The first to arrive, the last to leave

Rose Venn Brown was the first Australian woman to sign on for war work in France. She would also be the last to leave. When war broke out, Rose was working as the Assistant Registrar at Sydney Hospital. But Rose Venn Brown believed her duty lay elsewhere. She procured a passage to London and was appointed to AIF Medical Records.

Just a month later, Rose began working for the Red Cross. She was in France long before the AIF was sent there. Rose Venn Brown spent five years on or near the battlefields. She often risked her life distributing comforts in forward sections of the line.

With war’s end, Rose became the first woman to join the War Graves Commission and worked in what were called the ‘devastated areas’. She set up a digger’s club, dispensing tea and good cheer to the men who worked there.

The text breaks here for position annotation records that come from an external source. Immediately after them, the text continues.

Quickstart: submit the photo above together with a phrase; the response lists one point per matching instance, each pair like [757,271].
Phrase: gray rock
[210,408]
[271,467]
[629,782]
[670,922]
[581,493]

Rose stayed in Villers-Bretonneux when it was not much more than a ruin. Over the graves of her countrymen she planted roses, daisies, and forget-me-nots, spreading warmth and colour across the moonscape of the Somme. And she took photographs of the resting places of hundreds of Australian men to send to their families, mindful that most would never make that journey themselves.

Many of the accolades of Rose Venn Brown describe her as a ‘dutiful daughter’ of Australia. But that description does not quite ring true. ‘Dutiful’ does not convey the independence and initiative of Rose Venn Brown. Following the war, she continued to travel, exploring remote parts of Asia, and advocating the interests of Australian trade. Dressed in mannish uniform, she transgressed traditional and restrictive gender boundaries, boldly asserting there was nothing a woman couldn't do.

Rose Venn Brown’s story alerts us to the many and diverse forms women’s work could take in wartime and the way it involved both physical and emotional labour. It highlights both the opportunities and constraints war presented for women and signals the erosion of restrictive gender roles. Finally, Venn Brown herself demonstrates the way war empowered the ‘new woman’ of the twentieth-century; it extended horizons, encouraged the acquisition of new skills, and enabled a greater degree of mobility than ever before.